Accurate characterization of the ice environment within an operational area supports vessel and marine/seabed infrastructure design, and assists operators in identifying optimal operational windows and developing ice
management plans that minimize downtime and limit operational risk. C-CORE provides both current and historical information to define ice regimes.

The ice environment is understood based on imagery from satellite and aircraft-borne sensors, along with in-situ measurement and field observations, which detail iceberg location, size, shape and areal density, as well as sea ice concentration, type and floe size.

In areas where infrastructure like pipelines and subsea wellheads are being considered, C-CORE also brings to bear its geotechnical expertise in interpretation of seabed data to determine potential for, frequency of, and depth of ice keel scour.

Seasonal ice/iceberg density charts provide a statistical representation of the average ice coverage in a specified area during a given time period. These charts are particularly useful for planning operations in frontier areas where little information is available on seasonal ice/iceberg coverage and frequency; they are typically derived from hundreds of historical satellite images of the area of interest and allow operators to anticipate what kind of ice and iceberg intrusion to expect – where, when and how often.

C-CORE participated in a comprehensive metocean study for Canada’s East Coast.
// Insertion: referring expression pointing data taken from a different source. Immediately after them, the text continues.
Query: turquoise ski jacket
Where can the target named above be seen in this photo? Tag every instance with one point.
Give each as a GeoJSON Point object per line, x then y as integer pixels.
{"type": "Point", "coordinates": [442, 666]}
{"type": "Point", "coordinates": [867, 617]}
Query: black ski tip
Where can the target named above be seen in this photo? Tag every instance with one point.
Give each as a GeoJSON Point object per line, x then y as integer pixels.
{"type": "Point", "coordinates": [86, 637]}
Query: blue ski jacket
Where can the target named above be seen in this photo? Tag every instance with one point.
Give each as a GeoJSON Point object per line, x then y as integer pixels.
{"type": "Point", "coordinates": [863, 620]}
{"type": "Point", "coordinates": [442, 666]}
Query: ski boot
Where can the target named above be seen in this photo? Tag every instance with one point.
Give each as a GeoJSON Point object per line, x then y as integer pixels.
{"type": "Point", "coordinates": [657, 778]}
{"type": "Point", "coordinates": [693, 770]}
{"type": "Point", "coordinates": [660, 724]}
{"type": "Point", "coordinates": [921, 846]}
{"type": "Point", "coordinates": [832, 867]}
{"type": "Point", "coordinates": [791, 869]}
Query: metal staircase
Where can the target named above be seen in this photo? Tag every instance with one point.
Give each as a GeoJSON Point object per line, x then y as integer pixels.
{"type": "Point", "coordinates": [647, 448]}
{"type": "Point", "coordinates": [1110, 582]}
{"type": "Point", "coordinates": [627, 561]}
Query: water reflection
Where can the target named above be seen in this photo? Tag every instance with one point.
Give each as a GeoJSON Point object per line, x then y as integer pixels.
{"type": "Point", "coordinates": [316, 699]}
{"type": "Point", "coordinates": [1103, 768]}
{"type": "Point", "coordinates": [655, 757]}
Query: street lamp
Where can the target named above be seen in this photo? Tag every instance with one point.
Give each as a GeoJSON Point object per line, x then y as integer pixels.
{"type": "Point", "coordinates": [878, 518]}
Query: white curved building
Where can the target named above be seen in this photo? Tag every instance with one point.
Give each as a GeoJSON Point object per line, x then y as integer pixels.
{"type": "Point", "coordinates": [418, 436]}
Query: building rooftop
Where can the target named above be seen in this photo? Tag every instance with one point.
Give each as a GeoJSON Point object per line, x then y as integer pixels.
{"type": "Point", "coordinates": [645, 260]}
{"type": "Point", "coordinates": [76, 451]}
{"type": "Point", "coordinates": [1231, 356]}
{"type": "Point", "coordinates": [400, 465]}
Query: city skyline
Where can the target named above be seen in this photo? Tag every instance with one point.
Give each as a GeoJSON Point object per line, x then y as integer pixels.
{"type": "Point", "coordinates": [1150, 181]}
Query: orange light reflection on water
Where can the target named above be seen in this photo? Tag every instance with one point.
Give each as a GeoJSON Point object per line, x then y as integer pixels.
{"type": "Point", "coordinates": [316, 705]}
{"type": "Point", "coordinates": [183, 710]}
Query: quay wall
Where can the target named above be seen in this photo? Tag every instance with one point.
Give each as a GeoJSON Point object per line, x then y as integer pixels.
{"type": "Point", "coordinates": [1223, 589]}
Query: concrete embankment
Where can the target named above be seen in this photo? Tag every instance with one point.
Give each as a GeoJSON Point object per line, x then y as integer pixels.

The objectives of the study are to:

  • Characterize regional metocean conditions (winds, waves, currents, fog, vessel icing, pack ice, icebergs, ice islands, sea surface temperature) in the specified area of interest, and the influence of environmental changes on such conditions; and
  • Compare these conditions to those in other analogous internationally-explored regions (i.e., east and west Greenland, North Sea, Barents Sea, Canadian Beaufort Sea, Chukchi Sea, Kara Sea, Caspian Sea, Sakhalin Island, and Rockall, as well as the Grand Banks and Orphan Basin).